La risposta dell'azienda

La Buzzi Unicem respinge le accuse, ma in città è già un profluvio di polemiche

Il direttore dell'impianto: «verrà riconosciuta l'insussistenza di qualsivoglia comportamento non conferme alla legge». Il processo dell'opinione pubblica è però già iniziato

Cronaca
Barletta sabato 09 gennaio 2016
di Roberto Moscatelli
cementeria
cementeria © n.c.

Arriva dunque l’atteso comunicato della Buzzi Unicem, dopo l’apertura delle indagini per disastro ambientale legate all’inceneritore ad opera della Procura di Trani, con il quale il direttore dello stabilimento Vincenzo Di Domenico confuta l’ipotesi accusatoria della magistratura: «Buzzi Unicem rispetta tutte le normative ambientali vigenti e opera in possesso e nel pieno rispetto dell'Autorizzazione Integrata Ambientale in essere e dei limiti in essa contenuti» ha scritto, aggiungendo che «la società è pertanto fiduciosa che verrà riconosciuta l'insussistenza di qualsivoglia comportamento non conferme alla legge».


Ma intanto la città di Barletta è in un momento di grande fermento sociale e politico. Tra i cittadini, le associazioni e le istituzioni, il profluvio di polemiche legato alle indagini è ben lontano dal chiudersi.

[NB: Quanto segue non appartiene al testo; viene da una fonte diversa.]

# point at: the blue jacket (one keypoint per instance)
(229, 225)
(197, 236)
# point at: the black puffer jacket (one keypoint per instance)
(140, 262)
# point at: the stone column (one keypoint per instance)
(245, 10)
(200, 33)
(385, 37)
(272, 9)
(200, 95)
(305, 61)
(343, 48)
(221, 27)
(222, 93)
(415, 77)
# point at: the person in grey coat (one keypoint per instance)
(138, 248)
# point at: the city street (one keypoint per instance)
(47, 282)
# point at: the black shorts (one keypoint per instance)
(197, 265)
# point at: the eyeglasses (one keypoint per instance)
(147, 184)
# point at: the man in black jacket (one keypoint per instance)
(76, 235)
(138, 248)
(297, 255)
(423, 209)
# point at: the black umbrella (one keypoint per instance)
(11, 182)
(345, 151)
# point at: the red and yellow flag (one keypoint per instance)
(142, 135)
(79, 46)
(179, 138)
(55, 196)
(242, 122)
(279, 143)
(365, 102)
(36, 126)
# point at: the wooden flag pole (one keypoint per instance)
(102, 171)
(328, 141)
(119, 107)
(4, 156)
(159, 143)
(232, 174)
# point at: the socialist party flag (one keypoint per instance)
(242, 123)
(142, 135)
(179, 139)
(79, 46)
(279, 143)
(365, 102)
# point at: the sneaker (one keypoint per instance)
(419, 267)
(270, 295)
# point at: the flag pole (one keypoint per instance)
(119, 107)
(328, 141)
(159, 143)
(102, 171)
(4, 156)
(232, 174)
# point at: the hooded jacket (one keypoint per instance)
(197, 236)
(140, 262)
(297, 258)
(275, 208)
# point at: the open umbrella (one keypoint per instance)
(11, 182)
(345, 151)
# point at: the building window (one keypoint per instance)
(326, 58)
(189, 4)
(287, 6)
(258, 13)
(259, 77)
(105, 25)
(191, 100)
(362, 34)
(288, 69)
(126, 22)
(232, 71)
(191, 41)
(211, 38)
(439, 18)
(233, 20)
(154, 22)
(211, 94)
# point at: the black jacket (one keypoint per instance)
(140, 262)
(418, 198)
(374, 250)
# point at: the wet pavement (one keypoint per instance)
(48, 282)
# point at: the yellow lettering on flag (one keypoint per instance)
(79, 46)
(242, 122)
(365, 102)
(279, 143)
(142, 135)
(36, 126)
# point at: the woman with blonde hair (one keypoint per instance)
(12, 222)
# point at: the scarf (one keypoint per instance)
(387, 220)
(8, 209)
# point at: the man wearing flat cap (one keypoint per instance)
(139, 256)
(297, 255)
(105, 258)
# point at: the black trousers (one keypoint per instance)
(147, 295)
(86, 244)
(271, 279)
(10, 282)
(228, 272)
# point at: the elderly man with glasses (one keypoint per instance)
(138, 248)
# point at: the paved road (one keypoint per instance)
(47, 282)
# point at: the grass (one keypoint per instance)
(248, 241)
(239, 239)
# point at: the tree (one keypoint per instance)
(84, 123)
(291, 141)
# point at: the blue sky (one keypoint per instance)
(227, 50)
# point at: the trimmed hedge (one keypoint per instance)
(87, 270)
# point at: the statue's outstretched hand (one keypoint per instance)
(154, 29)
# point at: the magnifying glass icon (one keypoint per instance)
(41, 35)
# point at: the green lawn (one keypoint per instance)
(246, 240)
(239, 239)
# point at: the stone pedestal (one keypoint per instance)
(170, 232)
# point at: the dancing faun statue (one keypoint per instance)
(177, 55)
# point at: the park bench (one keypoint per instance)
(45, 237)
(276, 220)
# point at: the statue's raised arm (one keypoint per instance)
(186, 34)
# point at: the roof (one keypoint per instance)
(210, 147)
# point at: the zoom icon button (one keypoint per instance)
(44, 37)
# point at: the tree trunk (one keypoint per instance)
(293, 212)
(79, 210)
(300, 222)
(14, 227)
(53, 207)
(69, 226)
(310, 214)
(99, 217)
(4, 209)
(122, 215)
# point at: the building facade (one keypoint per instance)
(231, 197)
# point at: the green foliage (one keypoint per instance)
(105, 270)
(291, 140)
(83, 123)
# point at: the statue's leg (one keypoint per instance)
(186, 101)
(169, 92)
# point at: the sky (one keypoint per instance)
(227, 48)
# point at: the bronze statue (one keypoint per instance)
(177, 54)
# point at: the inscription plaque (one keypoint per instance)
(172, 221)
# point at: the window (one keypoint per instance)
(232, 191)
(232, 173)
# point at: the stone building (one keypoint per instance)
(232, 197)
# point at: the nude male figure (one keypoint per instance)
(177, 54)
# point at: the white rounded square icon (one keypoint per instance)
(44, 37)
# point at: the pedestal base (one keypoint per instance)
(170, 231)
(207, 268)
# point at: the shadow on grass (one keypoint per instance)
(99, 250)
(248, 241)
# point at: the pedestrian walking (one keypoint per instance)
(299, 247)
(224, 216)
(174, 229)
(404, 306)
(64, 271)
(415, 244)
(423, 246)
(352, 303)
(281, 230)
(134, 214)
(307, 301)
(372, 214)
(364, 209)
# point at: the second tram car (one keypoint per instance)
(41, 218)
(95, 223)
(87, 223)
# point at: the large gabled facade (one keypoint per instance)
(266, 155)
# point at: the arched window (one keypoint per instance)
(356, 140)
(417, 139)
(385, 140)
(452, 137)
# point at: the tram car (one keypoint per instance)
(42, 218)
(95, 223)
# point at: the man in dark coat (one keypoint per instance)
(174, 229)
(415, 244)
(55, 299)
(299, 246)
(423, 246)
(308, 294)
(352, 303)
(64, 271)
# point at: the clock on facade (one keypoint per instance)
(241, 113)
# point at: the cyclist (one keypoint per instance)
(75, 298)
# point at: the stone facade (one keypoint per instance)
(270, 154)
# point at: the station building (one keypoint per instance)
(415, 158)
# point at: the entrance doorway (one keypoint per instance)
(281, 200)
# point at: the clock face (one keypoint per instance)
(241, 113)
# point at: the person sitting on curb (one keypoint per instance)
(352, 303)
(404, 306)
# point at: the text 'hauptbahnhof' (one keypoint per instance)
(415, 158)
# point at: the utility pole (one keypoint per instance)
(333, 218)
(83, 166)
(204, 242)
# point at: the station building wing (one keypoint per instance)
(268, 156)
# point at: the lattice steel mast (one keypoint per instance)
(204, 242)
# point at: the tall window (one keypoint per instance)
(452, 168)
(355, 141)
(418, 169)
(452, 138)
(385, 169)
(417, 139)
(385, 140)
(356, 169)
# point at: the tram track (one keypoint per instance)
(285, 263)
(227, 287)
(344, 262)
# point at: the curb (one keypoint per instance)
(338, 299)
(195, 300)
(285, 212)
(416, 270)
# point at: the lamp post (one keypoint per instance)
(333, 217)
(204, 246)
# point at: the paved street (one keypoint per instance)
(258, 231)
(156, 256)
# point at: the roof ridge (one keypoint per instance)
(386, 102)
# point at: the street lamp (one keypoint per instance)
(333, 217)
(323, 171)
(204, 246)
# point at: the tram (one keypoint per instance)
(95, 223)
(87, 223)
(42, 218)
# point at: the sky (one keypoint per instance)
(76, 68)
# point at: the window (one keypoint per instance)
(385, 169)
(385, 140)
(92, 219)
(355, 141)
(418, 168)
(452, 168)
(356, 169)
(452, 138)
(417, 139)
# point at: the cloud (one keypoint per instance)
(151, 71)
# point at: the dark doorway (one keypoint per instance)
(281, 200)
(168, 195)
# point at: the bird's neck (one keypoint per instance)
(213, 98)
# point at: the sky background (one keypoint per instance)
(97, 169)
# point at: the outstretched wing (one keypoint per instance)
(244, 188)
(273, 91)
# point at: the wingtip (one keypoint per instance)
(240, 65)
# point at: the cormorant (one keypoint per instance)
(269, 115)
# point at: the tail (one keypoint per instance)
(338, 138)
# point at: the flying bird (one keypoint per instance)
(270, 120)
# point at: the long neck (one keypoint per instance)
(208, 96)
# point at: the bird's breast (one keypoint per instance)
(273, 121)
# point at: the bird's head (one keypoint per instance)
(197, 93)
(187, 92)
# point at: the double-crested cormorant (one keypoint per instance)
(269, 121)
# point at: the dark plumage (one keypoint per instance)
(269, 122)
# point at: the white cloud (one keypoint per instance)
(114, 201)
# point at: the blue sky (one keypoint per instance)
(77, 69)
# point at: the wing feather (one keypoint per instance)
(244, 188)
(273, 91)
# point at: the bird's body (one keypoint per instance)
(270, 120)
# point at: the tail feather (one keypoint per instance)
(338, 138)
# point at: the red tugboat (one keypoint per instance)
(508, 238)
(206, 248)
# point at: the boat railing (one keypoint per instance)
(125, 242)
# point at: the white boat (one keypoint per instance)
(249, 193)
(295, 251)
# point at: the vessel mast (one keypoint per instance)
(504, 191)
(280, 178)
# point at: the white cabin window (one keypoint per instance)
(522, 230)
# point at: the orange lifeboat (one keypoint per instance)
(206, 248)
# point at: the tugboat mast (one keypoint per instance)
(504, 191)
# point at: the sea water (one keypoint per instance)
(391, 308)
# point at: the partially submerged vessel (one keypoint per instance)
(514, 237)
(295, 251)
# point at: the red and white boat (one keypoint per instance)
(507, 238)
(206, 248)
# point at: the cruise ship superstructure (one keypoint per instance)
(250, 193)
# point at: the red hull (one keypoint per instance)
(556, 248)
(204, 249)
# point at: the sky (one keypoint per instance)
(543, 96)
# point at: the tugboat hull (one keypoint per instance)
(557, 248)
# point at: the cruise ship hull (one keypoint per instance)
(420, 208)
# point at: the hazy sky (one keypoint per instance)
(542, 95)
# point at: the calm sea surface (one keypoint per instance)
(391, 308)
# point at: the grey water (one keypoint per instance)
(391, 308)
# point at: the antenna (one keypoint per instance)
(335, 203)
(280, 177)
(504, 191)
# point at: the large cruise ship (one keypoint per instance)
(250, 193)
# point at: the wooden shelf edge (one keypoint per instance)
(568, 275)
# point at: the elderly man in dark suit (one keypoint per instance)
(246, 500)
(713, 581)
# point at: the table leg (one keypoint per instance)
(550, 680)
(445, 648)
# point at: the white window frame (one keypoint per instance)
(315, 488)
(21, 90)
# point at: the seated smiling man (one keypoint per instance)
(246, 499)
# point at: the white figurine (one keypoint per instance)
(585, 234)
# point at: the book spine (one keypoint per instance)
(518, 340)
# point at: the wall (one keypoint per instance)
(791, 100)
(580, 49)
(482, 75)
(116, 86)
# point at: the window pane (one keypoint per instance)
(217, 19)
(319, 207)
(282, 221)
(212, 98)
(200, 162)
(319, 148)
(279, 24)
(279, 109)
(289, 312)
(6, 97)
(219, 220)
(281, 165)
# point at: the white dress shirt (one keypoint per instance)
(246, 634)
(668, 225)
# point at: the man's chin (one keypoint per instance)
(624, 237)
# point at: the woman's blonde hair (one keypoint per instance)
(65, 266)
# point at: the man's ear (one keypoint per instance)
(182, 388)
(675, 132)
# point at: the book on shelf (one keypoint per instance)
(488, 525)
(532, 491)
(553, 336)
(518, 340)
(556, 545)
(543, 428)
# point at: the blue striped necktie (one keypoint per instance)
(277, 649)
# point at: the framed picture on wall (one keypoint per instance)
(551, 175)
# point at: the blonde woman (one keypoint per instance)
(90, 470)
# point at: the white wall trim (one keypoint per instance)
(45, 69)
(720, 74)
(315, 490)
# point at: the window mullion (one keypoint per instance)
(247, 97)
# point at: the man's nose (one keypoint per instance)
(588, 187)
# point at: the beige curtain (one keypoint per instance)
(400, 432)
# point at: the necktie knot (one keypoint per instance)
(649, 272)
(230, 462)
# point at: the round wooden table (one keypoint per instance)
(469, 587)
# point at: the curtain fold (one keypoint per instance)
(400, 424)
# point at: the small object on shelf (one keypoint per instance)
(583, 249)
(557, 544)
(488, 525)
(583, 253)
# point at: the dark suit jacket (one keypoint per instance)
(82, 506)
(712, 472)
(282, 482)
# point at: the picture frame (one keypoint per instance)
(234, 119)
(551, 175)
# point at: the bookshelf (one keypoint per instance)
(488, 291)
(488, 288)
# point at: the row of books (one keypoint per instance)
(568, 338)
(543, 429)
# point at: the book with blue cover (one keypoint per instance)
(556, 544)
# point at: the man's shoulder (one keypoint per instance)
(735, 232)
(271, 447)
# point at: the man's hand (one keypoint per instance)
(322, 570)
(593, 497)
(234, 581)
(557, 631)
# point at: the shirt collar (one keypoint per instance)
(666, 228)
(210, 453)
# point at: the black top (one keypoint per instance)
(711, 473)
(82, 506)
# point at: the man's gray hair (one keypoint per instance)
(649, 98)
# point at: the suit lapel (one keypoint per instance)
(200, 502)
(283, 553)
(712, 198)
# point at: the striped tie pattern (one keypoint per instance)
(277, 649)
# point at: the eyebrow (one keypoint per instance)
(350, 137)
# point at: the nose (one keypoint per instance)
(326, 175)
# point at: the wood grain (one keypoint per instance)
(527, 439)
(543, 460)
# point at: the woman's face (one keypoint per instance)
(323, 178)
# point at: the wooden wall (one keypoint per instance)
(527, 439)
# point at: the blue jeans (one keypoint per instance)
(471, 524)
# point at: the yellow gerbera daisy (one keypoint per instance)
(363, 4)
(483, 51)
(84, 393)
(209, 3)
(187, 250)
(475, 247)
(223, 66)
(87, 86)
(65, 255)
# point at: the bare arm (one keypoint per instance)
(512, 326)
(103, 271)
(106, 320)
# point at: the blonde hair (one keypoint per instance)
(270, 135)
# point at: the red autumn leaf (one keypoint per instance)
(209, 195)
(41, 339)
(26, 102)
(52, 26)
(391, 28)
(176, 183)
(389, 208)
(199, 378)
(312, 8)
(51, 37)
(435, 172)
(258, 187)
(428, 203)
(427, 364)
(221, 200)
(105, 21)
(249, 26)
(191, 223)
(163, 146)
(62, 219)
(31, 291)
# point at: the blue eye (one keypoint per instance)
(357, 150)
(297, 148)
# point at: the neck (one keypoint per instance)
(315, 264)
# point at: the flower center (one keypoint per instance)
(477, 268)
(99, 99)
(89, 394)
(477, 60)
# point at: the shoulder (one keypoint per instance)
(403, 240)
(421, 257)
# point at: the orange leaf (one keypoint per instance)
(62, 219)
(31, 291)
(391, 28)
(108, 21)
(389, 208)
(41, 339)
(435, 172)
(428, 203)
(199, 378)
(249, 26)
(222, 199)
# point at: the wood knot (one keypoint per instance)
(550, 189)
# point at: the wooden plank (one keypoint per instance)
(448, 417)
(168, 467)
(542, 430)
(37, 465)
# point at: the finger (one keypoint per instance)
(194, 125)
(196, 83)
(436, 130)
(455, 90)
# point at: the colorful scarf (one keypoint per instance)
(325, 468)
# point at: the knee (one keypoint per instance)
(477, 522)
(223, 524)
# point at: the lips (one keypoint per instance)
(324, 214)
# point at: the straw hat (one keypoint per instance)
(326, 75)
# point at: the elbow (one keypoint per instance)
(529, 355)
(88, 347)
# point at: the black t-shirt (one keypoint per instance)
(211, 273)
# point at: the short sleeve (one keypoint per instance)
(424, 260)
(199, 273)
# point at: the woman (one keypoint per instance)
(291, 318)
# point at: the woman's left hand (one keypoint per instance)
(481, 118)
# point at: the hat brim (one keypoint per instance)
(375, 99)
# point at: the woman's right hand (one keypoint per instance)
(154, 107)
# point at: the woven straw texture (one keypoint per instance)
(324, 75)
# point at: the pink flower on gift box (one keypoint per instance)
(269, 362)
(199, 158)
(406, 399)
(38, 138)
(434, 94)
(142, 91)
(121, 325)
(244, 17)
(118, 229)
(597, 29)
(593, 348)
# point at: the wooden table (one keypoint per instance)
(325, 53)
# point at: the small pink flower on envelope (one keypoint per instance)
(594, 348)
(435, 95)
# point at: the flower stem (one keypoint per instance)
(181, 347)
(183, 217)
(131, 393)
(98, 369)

Uno dei principale temi ricorrenti è riassumibile con “si sapeva”; infatti molti, tra semplici abitanti, politici e presidenti di associazioni ambientaliste, vedono l’ipotesi di reato formulata dalla magistratura come un classico “segreto di Pulcinella”, viste le tante segnalazioni di preoccupazione di questi anni e le tante rassicurazioni ricevute.


Ma è soprattutto l’ipotetica connivenza dei funzionari pubblici a creare un clima di veleni e incertezze. Sì perché l’inceneritore funzionava con la legittimazione dell’Autorizzazione Integrata Ambientale, che secondo l’ipotesi formulata dai magistrati sarebbe stata pilotata da funzionari sia regionali che provinciali, oltre che dai funzionari dell’Arpa, cioè proprio l’ente preposto a “vegliare” sulla correttezza dell’impianto.


Sia il presidente della Bat, Francesco Spina, che Legambiente hanno manifestato l’intenzione di costituirsi parte civile; Basile, come portavoce delle opposizioni, chiede che la Procura vada fino in fondo e accusa «su tale vicenda si è registrato il silenzio-assenso di tutti, ivi compresi tutti i Signori Politici che hanno governato i processi della città»; il Comitato rifiuti zero chiede a gran voce il sequestro dell’impianto; il Collettivo Exit accusa l’amministrazione di mancanza di polso e chiede la revoca dell’AIA.


Prova a mantenere la lucidità il consigliere regionale e Presidente della V Commissione Ambiente Filippo Caracciolo, che invita ad aprire un tavolo di discussione «senza steccati ideologici o posizioni preconcette», ma richiama d’altro canto ad un «momento in cui politica e istituzioni aprano un serio dibattito sull’opportunità di continuare ad avere insediamenti produttivi a ridosso del centro abitato». 


Sicuramente la recente incertezza politica, unita con i lunghi tempi che il sistema giudiziario necessita per dare certezze e non ipotesi, ha decretato un inizio di 2016 a dir poco “elettrico” per la tormentata città della disfida.